Winter Haven, Fla.
You don't have to like baseball to like spring training, though it helps. The baseball and the training are just a little bit beside the point. The point is: spring.
Of all the ceremonies for burying a hard winter, none compares with spring training. Florida's reviving sun bakes warm and even on freshly mown grass as young men with rich tans do jumping jacks for the entertainment of retired folks wearing those dinky little souvenir baseball caps.
The millionaires on the field and the social security crowd in the stands are sharing more in common than their visors if we accept the argument of sportswriter Roger Angell -- that spring training constitutes a retraining of the fan as well as the ballplayer.
In this microcosm of the Florida ballpark a whole nation gets back in the mood for summer, including those who shiver far away over their sports pages.
Even the gulls that fly over the field, singly or in neat V-formations, seem to gaze down in delighted amazement at the athletes flapping their arms like grounded birds as they practice their morning calisthenics.
In Florida ballparks the human species comes out of hibernation for the benefit of all of us.
This is the ''next year'' we've been waiting for, and a kind of honeymoon benevolence pervades the scene.
The spring-training fan is as patient as the summer fan is not. Give him (it's mostly him) a pair of binoculars, and he will squint at anything as if he were witnessing the most spellbinding occurrence of his lifetime. He will watch in utter fascination as Jim Rice powers a ball over the left field fence. But he will watch with almost equal fascination as a reserve infielder performs a sit-up. And hours later he still will be watching -- eyes intent, mouth half-open -- as the grounds crew folds up the batting cage.

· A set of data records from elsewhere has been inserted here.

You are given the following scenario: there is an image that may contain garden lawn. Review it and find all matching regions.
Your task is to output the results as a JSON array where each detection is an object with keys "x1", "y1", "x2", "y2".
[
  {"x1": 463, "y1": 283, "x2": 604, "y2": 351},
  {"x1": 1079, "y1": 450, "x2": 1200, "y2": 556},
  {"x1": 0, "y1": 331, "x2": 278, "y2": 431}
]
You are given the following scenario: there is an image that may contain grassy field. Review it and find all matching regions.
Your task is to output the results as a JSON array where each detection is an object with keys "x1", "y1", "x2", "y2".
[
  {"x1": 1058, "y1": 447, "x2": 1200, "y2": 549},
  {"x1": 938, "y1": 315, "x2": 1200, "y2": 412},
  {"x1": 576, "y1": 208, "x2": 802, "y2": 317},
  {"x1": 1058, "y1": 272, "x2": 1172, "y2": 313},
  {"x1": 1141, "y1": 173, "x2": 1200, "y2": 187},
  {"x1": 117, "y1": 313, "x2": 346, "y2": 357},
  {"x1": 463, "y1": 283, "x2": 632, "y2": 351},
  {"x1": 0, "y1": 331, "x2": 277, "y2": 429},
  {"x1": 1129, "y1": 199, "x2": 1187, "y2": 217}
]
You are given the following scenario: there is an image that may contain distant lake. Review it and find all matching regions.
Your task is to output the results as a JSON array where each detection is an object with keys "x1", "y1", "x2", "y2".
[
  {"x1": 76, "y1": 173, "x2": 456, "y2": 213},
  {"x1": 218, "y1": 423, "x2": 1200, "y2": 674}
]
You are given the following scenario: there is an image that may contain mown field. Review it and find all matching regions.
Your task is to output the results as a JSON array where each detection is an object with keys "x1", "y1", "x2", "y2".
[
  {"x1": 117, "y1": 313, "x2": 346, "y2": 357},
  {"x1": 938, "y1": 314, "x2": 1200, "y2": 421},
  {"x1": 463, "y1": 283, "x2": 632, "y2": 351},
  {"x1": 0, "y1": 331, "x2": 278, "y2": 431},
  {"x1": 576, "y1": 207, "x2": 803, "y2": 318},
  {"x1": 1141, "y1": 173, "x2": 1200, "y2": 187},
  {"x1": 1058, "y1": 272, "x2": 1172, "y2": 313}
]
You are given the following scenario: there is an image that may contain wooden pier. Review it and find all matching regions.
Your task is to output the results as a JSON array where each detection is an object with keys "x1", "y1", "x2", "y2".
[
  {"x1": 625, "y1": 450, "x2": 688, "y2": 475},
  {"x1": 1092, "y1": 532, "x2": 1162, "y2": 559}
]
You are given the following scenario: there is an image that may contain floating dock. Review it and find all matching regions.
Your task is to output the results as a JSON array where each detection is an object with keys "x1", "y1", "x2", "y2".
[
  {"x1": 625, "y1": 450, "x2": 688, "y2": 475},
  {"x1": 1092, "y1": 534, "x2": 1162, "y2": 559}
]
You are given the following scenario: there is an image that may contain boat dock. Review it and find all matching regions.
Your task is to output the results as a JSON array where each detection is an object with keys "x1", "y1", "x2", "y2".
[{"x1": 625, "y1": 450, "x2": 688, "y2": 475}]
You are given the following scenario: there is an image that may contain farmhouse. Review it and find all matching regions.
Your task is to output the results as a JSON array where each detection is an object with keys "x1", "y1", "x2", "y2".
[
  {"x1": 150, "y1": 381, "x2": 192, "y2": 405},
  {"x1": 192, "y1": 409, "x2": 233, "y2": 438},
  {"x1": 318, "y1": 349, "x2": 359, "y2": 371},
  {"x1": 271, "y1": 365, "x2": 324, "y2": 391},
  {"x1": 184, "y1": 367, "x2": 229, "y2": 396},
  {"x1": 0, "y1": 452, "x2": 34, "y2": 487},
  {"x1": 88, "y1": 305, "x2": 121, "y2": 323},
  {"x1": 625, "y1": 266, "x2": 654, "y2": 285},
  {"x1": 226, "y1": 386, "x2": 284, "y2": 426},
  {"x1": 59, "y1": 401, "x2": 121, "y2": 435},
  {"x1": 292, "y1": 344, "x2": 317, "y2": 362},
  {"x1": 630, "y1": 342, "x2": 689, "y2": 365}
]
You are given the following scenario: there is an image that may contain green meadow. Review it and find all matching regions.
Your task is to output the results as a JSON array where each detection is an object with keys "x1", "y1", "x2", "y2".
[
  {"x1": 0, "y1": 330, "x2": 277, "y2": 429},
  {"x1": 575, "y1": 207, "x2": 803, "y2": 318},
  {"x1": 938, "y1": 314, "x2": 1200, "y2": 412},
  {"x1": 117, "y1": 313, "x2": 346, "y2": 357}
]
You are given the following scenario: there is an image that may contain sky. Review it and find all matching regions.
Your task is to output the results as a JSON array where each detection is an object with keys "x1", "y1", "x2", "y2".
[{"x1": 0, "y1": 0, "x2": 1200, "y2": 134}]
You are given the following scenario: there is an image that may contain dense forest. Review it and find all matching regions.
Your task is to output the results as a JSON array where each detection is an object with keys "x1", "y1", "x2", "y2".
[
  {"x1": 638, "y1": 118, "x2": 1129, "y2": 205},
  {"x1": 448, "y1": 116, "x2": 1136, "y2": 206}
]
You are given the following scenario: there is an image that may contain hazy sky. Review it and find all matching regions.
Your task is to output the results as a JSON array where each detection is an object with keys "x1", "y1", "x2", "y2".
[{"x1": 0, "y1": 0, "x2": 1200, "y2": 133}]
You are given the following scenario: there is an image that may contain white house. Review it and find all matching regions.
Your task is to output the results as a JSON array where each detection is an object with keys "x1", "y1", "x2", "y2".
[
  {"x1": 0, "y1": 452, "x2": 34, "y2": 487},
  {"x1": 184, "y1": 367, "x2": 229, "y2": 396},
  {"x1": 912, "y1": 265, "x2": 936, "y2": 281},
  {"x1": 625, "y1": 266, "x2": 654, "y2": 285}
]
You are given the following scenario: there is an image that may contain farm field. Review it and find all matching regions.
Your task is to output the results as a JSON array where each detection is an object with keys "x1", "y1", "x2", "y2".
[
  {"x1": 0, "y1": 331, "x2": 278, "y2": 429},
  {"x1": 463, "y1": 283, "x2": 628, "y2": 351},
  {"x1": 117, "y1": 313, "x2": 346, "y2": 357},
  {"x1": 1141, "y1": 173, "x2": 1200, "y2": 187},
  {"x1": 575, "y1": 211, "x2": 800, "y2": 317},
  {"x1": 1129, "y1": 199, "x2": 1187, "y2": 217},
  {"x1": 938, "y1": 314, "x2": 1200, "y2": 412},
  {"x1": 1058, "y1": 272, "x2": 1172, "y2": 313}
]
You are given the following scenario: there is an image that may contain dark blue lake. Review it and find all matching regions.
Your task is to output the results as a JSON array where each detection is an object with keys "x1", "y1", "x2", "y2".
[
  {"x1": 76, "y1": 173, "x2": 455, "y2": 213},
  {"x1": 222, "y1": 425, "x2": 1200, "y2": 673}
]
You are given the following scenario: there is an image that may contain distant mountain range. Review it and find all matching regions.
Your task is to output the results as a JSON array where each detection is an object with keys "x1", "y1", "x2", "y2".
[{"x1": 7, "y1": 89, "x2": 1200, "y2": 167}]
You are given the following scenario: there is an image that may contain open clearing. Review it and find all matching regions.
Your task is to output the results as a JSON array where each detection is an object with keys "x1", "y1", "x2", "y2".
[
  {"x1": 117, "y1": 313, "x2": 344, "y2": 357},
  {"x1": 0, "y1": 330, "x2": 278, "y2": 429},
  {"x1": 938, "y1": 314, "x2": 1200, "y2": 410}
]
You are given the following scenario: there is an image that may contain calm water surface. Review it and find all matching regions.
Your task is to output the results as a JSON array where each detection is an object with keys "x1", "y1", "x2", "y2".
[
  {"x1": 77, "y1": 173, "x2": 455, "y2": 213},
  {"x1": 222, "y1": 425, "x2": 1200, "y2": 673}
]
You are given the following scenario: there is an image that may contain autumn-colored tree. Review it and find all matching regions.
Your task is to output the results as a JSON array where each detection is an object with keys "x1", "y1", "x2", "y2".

How small and intimate the jewel-box parks of Florida are! They bring players and fans together -- and fans and fans together -- as big-league parks cannot do. The park at Winter Haven seats about 3,800, and those 3,800 become a community on an old-fashioned scale, in an old-fashioned way.
Everybody speaks to everybody else, like members of a private club with common assumptions and enthusiasms no one would be so crude as to mention. Baseball in the spring may not be America's last communal value. But try naming six others in this divisive year of 1982.
The first game of spring training is like the first robin or the first daffodil up north -- the official signal of season's renewal. In Winter Haven the mayor and the president of the Chamber of Commerce shared honors in throwing out the first ball. Both proved to be southpaws who found the strike zone, which was more than could be said of one of the starting pitchers.
The folks from Lakeland cheered for the Tigers as if they came from Detroit. The folks from Winter Haven cheered for the Red Sox as if they came from Boston. But winning is not the idea of spring training, even to the competitors. An idyllic dreaminess hangs in the air, as if this mellow ambiance were the final purpose. An occasional rookie presses too anxiously. An occasional fan heckles out of habit. But most of those present come as close to being pure athlete and pure spectator as they ever will.
Exactly 70 years ago Ring Lardner wrote a spring training report on the economics of baseball in March 1912. He reckoned that it cost an owner $65,000 a year to pay a roster of 30 players. In 1982, $65,000 would pay one star to play maybe 30 games.
Agents are now as much a part of the spring training scene as batboys. ''Clubhouse lawyer,'' ttyh/Oo MoO a disputatious player in Lardner's day, is no longer a figure of speech. The memory of the 1981 strike hovers like the stale smoke from last week's forest fire. Baseball has a solid-gold look all the more glittering because of the rest of the economy. Sports may be the ultimate recession-proof industry.
Yet for all the talk that ''It's a business,'' it's still a modified pleasure too. After more than two decades as a Red Sox player, Carl Yastrzemski is not doing wind sprints in the outfield just for the money. Jerry Remy does not get paid extra for bowing his legs, hunching his shoulders, and doing his parody of odd and eccentric pitchers he has known.
The remark that professional baseball is a boy's game played for a man's -- a giant man's -- salary may have its true sting. But a compliment lurks here as well as a slur.
How many occupations are fun, not only for those who perform them but for those who kibitz? Baseball -- and daily life -- may be smeared with commerce. But with spring training the American heart returns to bubble-gum innocence no matter how cynical the American head.
Like the grass in a Florida outfield, hope -- thehardiest of perennials -- springs again.
In his diary, ''The Long Season,'' pitcher Jim Brosnan reconstructed the obligatory pep talk for a manager on the opening day of spring training: ''Wanna welcome all you fellows, wanna impress on you that you each got a chance to make this ball club. We got a big job to do, and with a couple of breaks I think we can win the pennant. Let's go get 'em.''
Who can help laughing? Who can help responding too?